Der 18. Friedenspolitische Ratschlag tagt wieder in Kassel / Ein großes Programm voller Aktualität und Brisanz
Presseerklärung der AG Friedensforschung und des Bundesausschusses Friedensratschlag
Kassel 19. November 2011
"Umbruch: Die Politik in die eigenen Hände nehmen
Kriege beenden - Waffenexporte stoppen - Demokratie und soziale Gerechtigkeit durchsetzen"
Unter diesem Motto findet am 26./27. November der 18. Friedenspolitische Ratschlag in Kassel statt. Veranstalter ist die an der Universität Kassel ansässige AG Friedensforschung, unterstützt von der durch den Bundesausschuss Friedensratschlag vertretenen Friedensbewegung.
Die "Friedenspolitischen Ratschläge" werden seit 1994 jährlich in Kassel veranstaltet und stellen das wichtigste und größte gemeinsame Forum friedenswissenschaftlicher Analyse und friedenspolitischer Praxis dar. Mehrere hundert Teilnehmer/innen aus dem In- und benachbarten Ausland diskutieren zwei Tage lang über die Kriege und Konflikte in der Welt, über die Entwicklung der internationalen Beziehungen und des Völkerrechts, über zwischen- und innerstaatliche Gewaltprozesse sowie über Möglichkeiten und Formen nicht-militärischer, ziviler Prävention und Konfliktbearbeitung.
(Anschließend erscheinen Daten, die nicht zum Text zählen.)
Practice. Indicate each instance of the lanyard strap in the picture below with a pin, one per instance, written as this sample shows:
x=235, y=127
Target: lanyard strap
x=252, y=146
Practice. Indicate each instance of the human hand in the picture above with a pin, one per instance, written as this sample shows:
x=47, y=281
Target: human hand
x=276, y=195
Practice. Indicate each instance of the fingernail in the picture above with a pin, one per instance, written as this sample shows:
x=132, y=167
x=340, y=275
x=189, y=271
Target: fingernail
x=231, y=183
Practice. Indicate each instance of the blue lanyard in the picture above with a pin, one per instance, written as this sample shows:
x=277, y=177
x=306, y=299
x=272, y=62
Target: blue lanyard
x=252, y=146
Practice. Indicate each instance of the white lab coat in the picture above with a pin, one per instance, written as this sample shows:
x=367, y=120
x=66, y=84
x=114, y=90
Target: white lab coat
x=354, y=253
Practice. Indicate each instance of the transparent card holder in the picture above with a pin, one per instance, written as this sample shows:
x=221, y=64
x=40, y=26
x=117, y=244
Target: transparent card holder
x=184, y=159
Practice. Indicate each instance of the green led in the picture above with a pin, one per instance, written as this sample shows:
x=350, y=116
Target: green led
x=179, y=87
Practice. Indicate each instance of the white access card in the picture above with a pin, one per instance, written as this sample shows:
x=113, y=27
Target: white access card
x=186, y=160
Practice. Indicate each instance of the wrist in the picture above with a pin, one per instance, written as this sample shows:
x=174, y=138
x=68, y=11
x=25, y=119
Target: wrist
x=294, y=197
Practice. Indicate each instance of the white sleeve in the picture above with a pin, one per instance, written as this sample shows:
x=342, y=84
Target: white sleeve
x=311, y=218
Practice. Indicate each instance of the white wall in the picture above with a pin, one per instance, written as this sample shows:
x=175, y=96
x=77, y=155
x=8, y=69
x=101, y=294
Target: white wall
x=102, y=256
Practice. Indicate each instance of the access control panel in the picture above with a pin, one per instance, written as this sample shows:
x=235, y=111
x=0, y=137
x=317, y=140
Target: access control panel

Der diesjährige "Friedensratschlag" befasst sich schwerpunktmäßig mit sieben aktuellen und brisanten Themenbereichen:
(1) Da geht es einmal um eine Analyse und Bewertung des "arabischen Frühlings", der von der kritischen Friedensforschung und der Friedensbewegung freudig als Chance begrüßt wurde, die Jahrzehnte dauernde Bevormundung und Unterdrückung der Bevölkerung abzuschütteln sowie die Souveränität der Völker im Sinne der UN-Charta herzustellen. Der Ausgang dieses sozialen und politischen Prozesses ist offen. Ebenso offen ist, inwieweit es gelingt, äußeren Einwirkungsversuchen erfolgreich zu widerstehen.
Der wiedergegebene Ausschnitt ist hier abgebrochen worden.